Salida del 28 de marzo 

La Sierra de Huétor es un maravilloso laberinto de naturaleza en el que siempre descubres algo nuevo. Un domingo más, el equipo de BTT 300 volvimos a explorar sus entrañas en una ruta intensa y desafiante que nos llevó a fuentes ocultas, prados más propios de los Alpes y a caminos llenos de pura diversión.

La ruta prometía,  sobre todo a los más novatos del grupo, también los más jóvenes, para quienes nombres como el Cortijo del Chorrillo o Cortijo de Carialfaquir nos eran desconocidos. Carialfaquir desprende esencia árabe y te intriga; Chorrillo… bueno, pues eso. Son lugares que suenan a remoto, como a civilizaciones perdidas que hay que rescatar. Y a eso nos pusimos un buen puñado de espartanos; con muy buen ritmo nos dirigimos al filo de las 9 de la mañana dirección Jun, Alfacar, Nívar y finalmente hacia la Sierra de Huétor.

Equipo

A nuestra derecha nos arropaban las primeras laderas de la sierra, como tentándonos; ahí quedaba el Tajo de la Cimbra, ese cuya carretera bamboleante ofrece una preciosa subida y unas  espectaculares vistas. Pero nuestro camino discurría más próximo a Cogollos de la Vega, pueblo al que dejamos a nuestra izquierda para, esta vez sí, internarnos en el corazón de la Sierra.

Muchos compañeros fuimos comentando durante estos primeros compases de la ruta lo hermoso del paisaje. El verde y marrón de árboles y cumbres jugueteaba con la luz para ofrecernos rincones únicos. Hasta que llegamos a nuestra primera gran parada, el cortijo de Carialfaquir.

Cortijo calialfaquir 2

No fueron pocas las tentaciones de cargar con un marranillo o ternerilla y poner de nuevo rumbo a Granada para hacerle un homenaje a los dioses del buen comer, pero pudo más la promesa de descubrir nuevos lugares. Aunque esa barbacoa queda pendiente.

En Carialfaquir, aparte de fotos y algo de descanso, tuvimos tiempo para  descubrir una nueva virtud del equipo BTT 300, su capacidad políglota. Compañeros como Miguel Ángel nos demostraron que el ser humano puede conversar en numerosas lenguas con sus semejantes animales, imitando de manera maravillosa su canto, su mugido o Dios sabe qué.

Todos los caminos no llevan a Roma

Ruta cortijoCon algo de comida en el estómago comenzamos la subida hasta el cortijo del Chorrillo, un lugar que la mayoría de compañeros no conocían y que nos dejó impresionados con su belleza. Ante nosotros se abría un prado alfombrado de verde y custodiado por colinas boscosas. Un lugar perfecto para hacer un buen álbum fotográfico para el grupo pero también para reparar, por segunda vez, el pinchazo de la compañera Cristina, que estuvo en racha.

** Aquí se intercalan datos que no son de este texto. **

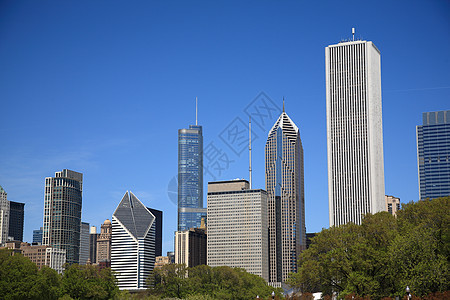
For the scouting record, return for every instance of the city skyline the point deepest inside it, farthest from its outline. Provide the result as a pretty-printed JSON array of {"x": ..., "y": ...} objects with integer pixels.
[{"x": 67, "y": 87}]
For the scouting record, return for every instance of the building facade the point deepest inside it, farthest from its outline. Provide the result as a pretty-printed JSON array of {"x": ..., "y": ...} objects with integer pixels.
[
  {"x": 62, "y": 213},
  {"x": 16, "y": 216},
  {"x": 190, "y": 246},
  {"x": 84, "y": 243},
  {"x": 104, "y": 242},
  {"x": 37, "y": 236},
  {"x": 4, "y": 217},
  {"x": 158, "y": 230},
  {"x": 286, "y": 198},
  {"x": 190, "y": 177},
  {"x": 93, "y": 235},
  {"x": 237, "y": 227},
  {"x": 433, "y": 155},
  {"x": 354, "y": 131},
  {"x": 132, "y": 243},
  {"x": 392, "y": 204}
]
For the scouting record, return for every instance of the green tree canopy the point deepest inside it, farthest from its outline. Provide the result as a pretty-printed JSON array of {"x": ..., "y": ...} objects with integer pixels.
[{"x": 381, "y": 256}]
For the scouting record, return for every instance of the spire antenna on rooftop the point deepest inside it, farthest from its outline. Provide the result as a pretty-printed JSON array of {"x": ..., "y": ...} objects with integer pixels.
[{"x": 196, "y": 111}]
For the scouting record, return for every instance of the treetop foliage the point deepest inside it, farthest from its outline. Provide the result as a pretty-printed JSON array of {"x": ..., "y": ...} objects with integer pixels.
[{"x": 383, "y": 255}]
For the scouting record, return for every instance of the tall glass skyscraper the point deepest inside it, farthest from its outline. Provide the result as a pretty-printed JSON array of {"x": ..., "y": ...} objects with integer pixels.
[
  {"x": 286, "y": 198},
  {"x": 190, "y": 177},
  {"x": 433, "y": 155},
  {"x": 62, "y": 213},
  {"x": 354, "y": 131}
]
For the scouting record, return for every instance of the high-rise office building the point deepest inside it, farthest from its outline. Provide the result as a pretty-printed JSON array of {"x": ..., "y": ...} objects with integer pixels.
[
  {"x": 286, "y": 198},
  {"x": 433, "y": 155},
  {"x": 392, "y": 204},
  {"x": 16, "y": 215},
  {"x": 93, "y": 235},
  {"x": 237, "y": 227},
  {"x": 190, "y": 177},
  {"x": 158, "y": 230},
  {"x": 104, "y": 242},
  {"x": 62, "y": 213},
  {"x": 37, "y": 236},
  {"x": 190, "y": 246},
  {"x": 132, "y": 243},
  {"x": 4, "y": 217},
  {"x": 354, "y": 131},
  {"x": 84, "y": 243}
]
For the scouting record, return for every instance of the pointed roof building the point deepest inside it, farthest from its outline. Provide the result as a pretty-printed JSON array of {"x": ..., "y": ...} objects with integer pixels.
[
  {"x": 286, "y": 200},
  {"x": 133, "y": 243}
]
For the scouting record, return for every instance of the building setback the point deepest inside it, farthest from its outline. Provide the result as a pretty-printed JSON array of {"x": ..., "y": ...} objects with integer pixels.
[
  {"x": 16, "y": 215},
  {"x": 237, "y": 227},
  {"x": 190, "y": 177},
  {"x": 286, "y": 198},
  {"x": 62, "y": 213},
  {"x": 354, "y": 131},
  {"x": 433, "y": 155},
  {"x": 133, "y": 243}
]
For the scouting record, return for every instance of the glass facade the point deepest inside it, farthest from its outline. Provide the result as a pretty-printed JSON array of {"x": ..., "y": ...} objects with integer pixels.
[
  {"x": 190, "y": 178},
  {"x": 16, "y": 214},
  {"x": 433, "y": 155},
  {"x": 62, "y": 213}
]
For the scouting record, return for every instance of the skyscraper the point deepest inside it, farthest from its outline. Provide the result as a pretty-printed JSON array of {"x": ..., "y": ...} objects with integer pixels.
[
  {"x": 433, "y": 155},
  {"x": 190, "y": 246},
  {"x": 4, "y": 217},
  {"x": 190, "y": 177},
  {"x": 237, "y": 227},
  {"x": 286, "y": 198},
  {"x": 132, "y": 243},
  {"x": 37, "y": 236},
  {"x": 84, "y": 243},
  {"x": 16, "y": 214},
  {"x": 93, "y": 235},
  {"x": 62, "y": 213},
  {"x": 354, "y": 131}
]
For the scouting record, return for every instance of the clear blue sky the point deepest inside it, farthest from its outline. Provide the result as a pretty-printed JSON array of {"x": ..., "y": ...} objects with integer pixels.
[{"x": 102, "y": 87}]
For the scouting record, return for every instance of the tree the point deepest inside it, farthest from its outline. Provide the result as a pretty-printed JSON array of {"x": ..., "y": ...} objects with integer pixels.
[
  {"x": 383, "y": 255},
  {"x": 88, "y": 282}
]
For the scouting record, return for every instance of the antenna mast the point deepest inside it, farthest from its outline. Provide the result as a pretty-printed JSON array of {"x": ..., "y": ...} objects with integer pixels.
[{"x": 250, "y": 149}]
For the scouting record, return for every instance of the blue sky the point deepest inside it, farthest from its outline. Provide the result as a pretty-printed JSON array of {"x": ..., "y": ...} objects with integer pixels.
[{"x": 102, "y": 87}]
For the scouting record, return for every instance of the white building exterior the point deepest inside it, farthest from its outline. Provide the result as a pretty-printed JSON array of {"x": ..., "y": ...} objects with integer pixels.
[
  {"x": 132, "y": 243},
  {"x": 354, "y": 131},
  {"x": 4, "y": 217},
  {"x": 237, "y": 227}
]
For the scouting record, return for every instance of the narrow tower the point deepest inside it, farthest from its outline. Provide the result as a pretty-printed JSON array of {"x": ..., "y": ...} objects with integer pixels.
[
  {"x": 190, "y": 176},
  {"x": 286, "y": 198},
  {"x": 354, "y": 131}
]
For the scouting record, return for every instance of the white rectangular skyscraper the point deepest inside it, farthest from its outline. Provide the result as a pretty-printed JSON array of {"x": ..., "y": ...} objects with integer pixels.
[{"x": 354, "y": 131}]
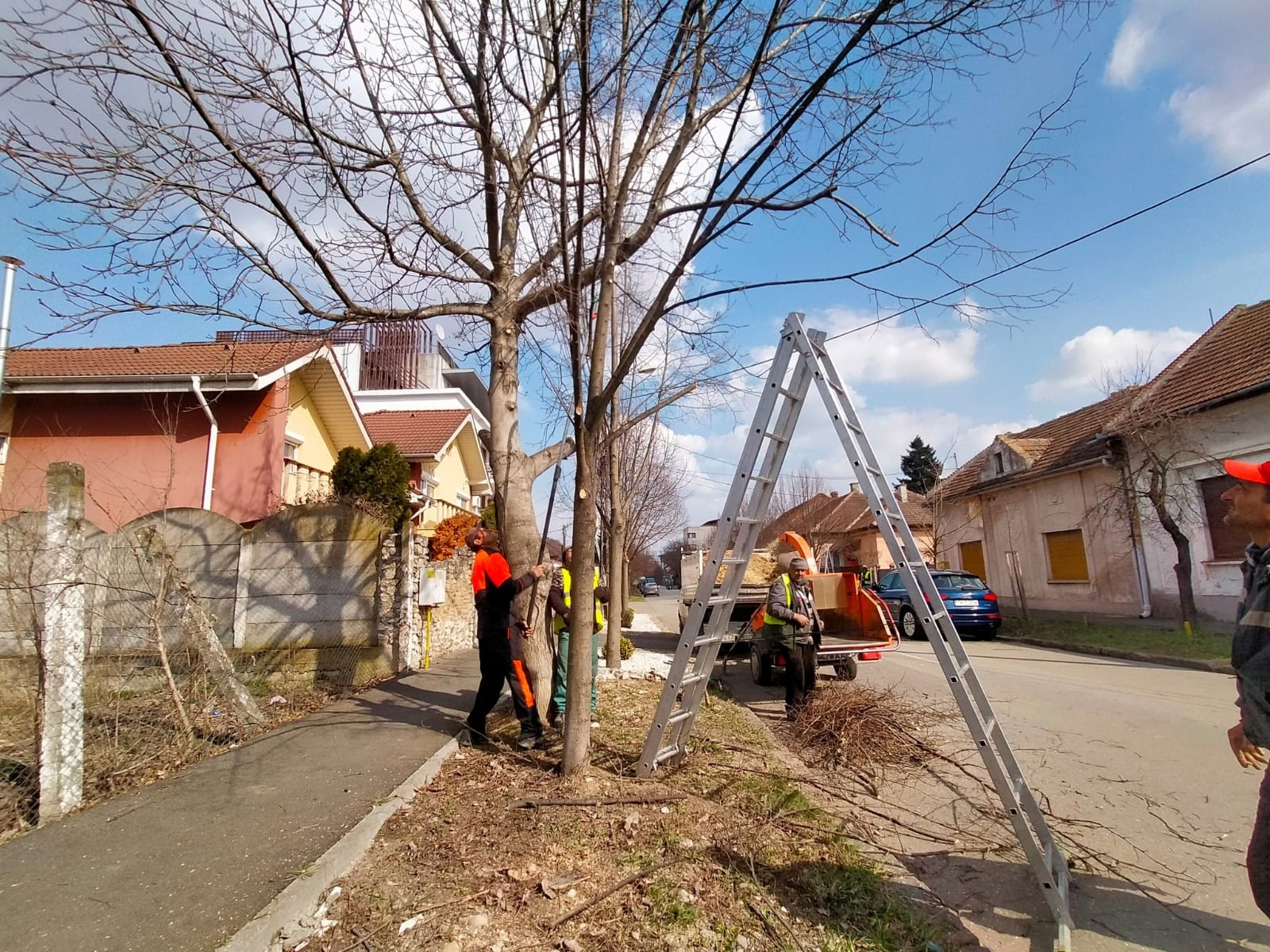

Pero el protagonismo de la jornada se lo ganarían a pulso Benjamín, Patricia y otros compañeros que decidieron explorar las hermosas rutas de la Sierra de Huétor por sí mismos. En un desvío hacia un sendero divertísimo que nos enseñó Antonio, unos cuantos espartanos tomaron un rumbo diferente y acabarían, cuenta la leyenda, llegando a la autovía.

Por supuesto, el reto del equipo pronto organizó una partida de rescate profesional… que quedaría profesionalmente en nada. Afortunadamente pudimos contactar por teléfono con los extraviados y quedarnos tranquilos al saber que se encontraban bien y que les esperaba una hermosa vuelta a casa por la vía de servicio.

La jornada terminó de una manera un tanto extraña al hacerse demasiado tarde para jugar el 3º tiempo, aunque unos sacrificados espartanos, con Paco a la cabeza, hicieron el esfuerzo y acudieron a su cita dominical en el ‘20 de Tapas’. Unos verdaderos héroes.